Gottes HomepageEntweder wird einem in sozialen Utopien die historisch vorprogrammierte Glückseligkeit durch den Sieg einer gerechten Gesellschaftsordnung verkauft, oder aber Ökokollaps und Faschismus werden prognostiziert. Dariusz Muszer, bekannt durch seine Romane »Die Freiheit riecht nach Vanille« und »Der Echsenmann«, beschreibt in »Gottes Homepage« dagegen eine sterile Welt des ewigen Jetzt. Die Erde ist bewohnt von geklonten Arbeitssklaven und von Hologrammen einstmals lebender Menschen. Unter Aufsicht der »Himmelblauen«, einer außerirdischen Spezies, fristen wenige übriggebliebene menschliche Originale ein sinnloses Dasein. Den »Himmelblauen« verdanken diese letzten Menschen »Gottes Homepage«, eine vermeintlich allwissende Datenbank, auf der alle Informationen aus der Zeit vor Ankunft der »Himmelblauen« erfaßt sind.

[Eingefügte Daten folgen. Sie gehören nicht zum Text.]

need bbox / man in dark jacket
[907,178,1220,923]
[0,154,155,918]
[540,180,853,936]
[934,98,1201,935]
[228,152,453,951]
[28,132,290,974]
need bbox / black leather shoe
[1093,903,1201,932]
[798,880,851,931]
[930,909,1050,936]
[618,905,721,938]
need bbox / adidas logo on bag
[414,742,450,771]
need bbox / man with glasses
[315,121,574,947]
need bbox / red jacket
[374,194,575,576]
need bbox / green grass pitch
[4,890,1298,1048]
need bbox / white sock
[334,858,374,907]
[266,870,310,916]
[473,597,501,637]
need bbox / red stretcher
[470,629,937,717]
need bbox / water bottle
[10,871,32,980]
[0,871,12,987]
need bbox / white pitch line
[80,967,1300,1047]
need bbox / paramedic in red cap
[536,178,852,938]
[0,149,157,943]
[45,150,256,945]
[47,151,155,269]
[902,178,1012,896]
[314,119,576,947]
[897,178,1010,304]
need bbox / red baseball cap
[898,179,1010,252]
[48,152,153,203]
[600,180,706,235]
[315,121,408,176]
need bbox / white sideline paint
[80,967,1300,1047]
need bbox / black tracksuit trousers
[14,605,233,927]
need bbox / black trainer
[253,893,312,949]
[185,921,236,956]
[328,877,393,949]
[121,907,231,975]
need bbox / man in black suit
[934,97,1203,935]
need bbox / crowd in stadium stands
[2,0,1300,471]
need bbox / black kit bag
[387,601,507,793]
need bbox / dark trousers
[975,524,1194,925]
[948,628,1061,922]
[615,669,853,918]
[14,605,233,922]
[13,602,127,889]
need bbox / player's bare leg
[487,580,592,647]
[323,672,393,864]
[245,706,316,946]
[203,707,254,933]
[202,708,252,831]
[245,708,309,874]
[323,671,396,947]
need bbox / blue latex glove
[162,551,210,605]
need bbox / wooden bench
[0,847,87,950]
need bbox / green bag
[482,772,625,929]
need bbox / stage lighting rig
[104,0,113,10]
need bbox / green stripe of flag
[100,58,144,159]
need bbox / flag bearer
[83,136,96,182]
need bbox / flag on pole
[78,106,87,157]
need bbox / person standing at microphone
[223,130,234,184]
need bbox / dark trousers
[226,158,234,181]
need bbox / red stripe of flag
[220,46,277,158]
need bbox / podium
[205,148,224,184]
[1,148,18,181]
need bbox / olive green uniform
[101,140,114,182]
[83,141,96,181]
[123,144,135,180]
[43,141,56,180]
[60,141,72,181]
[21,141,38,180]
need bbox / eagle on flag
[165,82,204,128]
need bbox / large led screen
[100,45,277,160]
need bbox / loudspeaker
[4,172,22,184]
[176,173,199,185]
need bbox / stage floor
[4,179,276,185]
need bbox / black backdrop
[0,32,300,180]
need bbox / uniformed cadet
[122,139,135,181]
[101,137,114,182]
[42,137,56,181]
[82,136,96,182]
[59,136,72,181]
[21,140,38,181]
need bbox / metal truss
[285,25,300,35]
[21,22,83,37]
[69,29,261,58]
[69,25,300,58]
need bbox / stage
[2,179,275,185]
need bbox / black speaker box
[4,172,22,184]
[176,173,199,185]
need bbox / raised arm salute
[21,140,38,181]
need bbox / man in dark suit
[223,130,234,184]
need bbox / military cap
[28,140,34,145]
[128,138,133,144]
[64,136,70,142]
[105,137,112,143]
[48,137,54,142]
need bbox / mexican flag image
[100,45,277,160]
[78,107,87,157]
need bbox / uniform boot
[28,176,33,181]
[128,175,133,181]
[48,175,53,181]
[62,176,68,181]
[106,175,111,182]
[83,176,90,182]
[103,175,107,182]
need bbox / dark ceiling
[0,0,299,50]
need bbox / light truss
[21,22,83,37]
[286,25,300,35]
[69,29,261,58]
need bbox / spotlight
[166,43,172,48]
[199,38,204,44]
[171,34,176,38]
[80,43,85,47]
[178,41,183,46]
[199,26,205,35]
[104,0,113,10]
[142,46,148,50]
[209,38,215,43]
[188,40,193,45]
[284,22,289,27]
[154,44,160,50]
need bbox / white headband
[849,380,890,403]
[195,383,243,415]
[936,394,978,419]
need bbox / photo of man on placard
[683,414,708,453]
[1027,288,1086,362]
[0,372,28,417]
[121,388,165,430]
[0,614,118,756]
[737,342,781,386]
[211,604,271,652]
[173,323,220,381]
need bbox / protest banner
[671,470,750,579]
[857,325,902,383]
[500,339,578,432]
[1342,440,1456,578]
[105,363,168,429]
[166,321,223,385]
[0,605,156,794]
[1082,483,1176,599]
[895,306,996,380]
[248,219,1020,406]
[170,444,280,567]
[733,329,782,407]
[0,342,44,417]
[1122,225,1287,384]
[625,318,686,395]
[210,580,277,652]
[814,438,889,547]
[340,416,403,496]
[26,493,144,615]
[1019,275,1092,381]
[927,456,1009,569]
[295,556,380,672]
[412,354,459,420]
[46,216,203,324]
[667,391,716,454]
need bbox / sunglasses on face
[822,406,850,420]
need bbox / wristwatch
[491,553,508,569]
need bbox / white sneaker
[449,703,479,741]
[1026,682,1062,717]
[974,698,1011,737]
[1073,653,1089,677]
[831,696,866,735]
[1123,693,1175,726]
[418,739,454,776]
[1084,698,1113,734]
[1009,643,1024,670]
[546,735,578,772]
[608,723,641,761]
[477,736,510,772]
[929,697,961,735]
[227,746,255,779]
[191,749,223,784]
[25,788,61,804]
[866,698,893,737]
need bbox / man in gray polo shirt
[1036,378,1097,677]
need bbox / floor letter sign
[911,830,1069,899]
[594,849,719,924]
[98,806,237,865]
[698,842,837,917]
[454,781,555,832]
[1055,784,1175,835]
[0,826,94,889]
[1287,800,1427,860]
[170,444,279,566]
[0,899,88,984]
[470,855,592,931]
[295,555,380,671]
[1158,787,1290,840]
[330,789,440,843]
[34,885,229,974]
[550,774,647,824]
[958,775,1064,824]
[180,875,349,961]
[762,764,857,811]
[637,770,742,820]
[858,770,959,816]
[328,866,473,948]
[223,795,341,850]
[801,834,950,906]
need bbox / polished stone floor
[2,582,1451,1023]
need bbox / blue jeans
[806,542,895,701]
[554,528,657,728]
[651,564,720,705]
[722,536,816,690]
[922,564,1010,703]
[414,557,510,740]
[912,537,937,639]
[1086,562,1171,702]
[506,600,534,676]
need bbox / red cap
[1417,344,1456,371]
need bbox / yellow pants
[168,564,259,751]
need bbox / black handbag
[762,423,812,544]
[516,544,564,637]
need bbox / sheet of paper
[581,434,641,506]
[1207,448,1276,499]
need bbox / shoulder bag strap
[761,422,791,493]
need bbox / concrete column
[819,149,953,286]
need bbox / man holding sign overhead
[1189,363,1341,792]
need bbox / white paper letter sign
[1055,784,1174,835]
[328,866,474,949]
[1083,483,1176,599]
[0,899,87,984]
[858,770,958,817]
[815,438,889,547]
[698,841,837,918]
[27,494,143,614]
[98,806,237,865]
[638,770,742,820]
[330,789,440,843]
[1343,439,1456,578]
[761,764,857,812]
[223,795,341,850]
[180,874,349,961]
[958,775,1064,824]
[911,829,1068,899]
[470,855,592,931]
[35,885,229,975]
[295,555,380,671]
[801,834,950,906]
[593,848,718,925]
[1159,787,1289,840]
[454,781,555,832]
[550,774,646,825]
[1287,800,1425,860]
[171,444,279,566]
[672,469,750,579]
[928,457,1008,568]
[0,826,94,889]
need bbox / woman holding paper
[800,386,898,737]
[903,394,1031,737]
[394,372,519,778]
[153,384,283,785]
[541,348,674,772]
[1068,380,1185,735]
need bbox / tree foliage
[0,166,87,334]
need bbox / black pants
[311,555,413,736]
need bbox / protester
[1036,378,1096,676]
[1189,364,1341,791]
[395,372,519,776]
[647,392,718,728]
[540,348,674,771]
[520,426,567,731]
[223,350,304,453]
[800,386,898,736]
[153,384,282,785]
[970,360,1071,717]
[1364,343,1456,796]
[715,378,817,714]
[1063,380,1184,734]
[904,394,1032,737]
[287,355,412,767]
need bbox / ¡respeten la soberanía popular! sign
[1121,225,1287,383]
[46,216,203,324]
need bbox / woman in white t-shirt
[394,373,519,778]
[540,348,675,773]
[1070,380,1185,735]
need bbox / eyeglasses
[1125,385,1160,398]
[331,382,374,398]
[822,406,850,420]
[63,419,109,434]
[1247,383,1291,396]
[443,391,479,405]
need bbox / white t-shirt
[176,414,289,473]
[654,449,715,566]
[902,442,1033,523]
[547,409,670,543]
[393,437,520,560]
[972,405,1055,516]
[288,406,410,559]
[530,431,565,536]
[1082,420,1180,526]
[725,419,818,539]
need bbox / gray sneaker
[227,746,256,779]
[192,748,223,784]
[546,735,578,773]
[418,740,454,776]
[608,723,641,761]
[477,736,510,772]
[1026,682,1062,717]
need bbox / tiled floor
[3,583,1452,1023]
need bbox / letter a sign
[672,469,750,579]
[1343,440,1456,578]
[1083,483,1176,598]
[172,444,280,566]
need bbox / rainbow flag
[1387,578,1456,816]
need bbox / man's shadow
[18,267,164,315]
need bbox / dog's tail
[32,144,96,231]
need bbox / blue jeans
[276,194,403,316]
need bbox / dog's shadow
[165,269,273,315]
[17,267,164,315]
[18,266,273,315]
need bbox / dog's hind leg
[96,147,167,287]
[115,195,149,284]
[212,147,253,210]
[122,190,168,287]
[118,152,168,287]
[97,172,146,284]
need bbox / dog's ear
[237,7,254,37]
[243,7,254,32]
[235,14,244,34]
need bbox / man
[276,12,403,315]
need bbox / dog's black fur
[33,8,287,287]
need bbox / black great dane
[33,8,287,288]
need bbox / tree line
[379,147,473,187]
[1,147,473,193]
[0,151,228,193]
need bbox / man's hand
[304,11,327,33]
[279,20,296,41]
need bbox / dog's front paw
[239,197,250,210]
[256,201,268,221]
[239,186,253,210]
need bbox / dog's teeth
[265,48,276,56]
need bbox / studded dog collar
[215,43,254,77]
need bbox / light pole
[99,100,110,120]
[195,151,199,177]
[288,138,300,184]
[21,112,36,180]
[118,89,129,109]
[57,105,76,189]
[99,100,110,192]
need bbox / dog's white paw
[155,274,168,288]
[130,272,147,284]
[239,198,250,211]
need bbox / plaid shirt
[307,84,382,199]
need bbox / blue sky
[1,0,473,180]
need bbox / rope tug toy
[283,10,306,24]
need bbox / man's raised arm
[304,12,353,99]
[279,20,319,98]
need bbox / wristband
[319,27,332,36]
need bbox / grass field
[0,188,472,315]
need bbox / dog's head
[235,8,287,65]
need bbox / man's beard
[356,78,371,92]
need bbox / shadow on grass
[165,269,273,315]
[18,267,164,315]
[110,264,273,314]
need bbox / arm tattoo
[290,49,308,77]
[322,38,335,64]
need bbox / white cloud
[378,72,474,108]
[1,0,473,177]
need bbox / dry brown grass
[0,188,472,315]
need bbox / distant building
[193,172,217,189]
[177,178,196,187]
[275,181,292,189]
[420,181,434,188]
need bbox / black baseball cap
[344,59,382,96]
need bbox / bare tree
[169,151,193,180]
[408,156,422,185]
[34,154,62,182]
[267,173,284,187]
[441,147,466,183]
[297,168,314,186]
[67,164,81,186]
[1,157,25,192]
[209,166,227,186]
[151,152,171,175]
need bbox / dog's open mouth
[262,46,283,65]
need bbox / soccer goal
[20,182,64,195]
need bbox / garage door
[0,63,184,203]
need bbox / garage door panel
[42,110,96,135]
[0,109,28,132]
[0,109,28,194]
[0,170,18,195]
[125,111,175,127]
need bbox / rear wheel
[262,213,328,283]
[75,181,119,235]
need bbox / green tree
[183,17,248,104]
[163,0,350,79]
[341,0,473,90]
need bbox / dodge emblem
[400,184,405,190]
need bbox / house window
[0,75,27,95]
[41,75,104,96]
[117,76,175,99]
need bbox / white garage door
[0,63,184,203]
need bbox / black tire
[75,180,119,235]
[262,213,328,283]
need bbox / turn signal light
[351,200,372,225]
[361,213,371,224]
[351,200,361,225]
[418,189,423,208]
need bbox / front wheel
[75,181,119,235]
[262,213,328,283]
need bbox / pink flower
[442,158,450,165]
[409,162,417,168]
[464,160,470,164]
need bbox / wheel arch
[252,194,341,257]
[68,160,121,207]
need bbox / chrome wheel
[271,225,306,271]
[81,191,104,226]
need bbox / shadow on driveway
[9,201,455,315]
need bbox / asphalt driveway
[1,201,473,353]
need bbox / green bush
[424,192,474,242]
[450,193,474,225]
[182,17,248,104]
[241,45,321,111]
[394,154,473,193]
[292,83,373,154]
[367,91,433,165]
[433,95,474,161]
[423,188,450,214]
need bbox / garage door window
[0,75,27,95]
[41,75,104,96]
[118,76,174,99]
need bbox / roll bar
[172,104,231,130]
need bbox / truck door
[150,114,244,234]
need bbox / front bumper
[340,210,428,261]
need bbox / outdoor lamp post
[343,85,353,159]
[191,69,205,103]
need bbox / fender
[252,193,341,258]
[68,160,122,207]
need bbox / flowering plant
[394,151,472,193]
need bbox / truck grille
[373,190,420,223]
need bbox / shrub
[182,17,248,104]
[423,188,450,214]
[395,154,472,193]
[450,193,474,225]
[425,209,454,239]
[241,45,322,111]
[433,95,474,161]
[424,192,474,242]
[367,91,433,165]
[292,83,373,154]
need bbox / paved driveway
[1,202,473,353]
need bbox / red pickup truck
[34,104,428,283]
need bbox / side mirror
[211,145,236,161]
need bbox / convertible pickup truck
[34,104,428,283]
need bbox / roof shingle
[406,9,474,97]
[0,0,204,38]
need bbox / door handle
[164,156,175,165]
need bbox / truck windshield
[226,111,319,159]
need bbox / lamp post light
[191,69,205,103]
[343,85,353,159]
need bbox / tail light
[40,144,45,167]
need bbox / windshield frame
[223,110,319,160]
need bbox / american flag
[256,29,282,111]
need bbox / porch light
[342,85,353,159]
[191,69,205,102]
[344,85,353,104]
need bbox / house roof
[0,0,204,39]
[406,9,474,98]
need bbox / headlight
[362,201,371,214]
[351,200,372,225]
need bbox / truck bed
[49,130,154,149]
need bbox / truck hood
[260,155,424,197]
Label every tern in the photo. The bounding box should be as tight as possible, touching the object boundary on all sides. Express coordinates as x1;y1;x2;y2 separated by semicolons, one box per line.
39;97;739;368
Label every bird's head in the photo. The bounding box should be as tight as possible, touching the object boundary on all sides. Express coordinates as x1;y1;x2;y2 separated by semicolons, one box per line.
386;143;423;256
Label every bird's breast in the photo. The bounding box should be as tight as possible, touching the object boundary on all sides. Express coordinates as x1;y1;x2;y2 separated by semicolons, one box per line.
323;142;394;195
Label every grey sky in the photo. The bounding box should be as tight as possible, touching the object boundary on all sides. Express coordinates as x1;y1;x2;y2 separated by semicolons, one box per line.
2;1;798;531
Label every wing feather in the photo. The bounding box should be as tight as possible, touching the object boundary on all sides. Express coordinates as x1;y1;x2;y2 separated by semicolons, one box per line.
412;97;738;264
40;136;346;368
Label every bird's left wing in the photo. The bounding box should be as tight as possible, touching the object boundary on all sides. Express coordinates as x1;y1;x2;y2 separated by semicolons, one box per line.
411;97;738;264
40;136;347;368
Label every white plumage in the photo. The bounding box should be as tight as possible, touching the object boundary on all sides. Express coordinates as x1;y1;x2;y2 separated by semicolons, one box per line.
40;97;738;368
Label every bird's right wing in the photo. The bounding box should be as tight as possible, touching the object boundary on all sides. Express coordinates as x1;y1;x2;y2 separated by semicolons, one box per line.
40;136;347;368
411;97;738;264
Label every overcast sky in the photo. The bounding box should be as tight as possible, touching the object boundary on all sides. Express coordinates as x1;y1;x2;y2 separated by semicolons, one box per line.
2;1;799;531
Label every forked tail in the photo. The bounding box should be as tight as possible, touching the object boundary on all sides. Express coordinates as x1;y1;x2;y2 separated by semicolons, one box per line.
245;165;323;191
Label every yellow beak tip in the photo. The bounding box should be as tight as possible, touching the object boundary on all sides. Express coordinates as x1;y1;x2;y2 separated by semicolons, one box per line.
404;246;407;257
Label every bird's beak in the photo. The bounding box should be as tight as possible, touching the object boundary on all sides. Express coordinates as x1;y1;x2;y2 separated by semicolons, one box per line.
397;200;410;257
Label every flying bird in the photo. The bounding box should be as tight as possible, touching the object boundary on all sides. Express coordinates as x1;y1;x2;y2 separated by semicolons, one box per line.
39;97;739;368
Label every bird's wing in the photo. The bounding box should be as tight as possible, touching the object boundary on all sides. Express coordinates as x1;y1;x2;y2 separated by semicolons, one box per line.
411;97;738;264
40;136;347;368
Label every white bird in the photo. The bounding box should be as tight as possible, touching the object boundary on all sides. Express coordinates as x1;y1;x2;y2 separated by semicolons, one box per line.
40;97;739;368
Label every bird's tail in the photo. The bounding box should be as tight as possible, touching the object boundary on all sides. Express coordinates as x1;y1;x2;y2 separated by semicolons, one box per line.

Gospodin Gepin, der Held des Buches, bemerkt, daß immer mehr Informationen von »Gottes Homepage« gelöscht werden, und beschließt, der verwirrenden Welt entschwindener Daten ein Schnippchen zu schlagen, indem er auf ganz altmodische Art seine Erinnerungen zu Papier bringt. Das Ergebnis entspricht jedoch nicht den Erwartungen der Behörden, die sein Angebot zunächst befürwortet hatten. Denn Gepin ist Veteran des Zeitalters der Kriege und Bürgerkriege, die der Ankunft der »Himmelblauen« vorangingen. In seinen Aufzeichnungen berichtet er von Plünderungen, Folter, blutigen Gemetzeln des Militärs und der Ethnomilizen – alles Informationen, die der offiziellen Geschichtsschreibung widersprechen und daher auf »Gottes Homepage« nicht verzeichnet sind.

Muszers Roman ist eine eigenartiger Mischung aus konsequenter Fortschreibung genau beobachteter gesellschaftlicher Entwicklungen und deren ironischer Brechung durch groteske Überhöhung. Als in Deutschland lebender Pole ist er in der Lage, die gegenwärtige Situation in Ost- wie auch als auch in Westeuropa detailliert darzustellen. Die von ihm daraus abgeleiteten Bilder vom gesamteuropäischen Bürgerkriegschaos der Zukunft machen nicht froh. Urkomisch sind dagegen die Schilderungen von der Endzeitwelt und die Berichte von geradezu makaberen Manipulationen der Vergangenheit und Zukunft.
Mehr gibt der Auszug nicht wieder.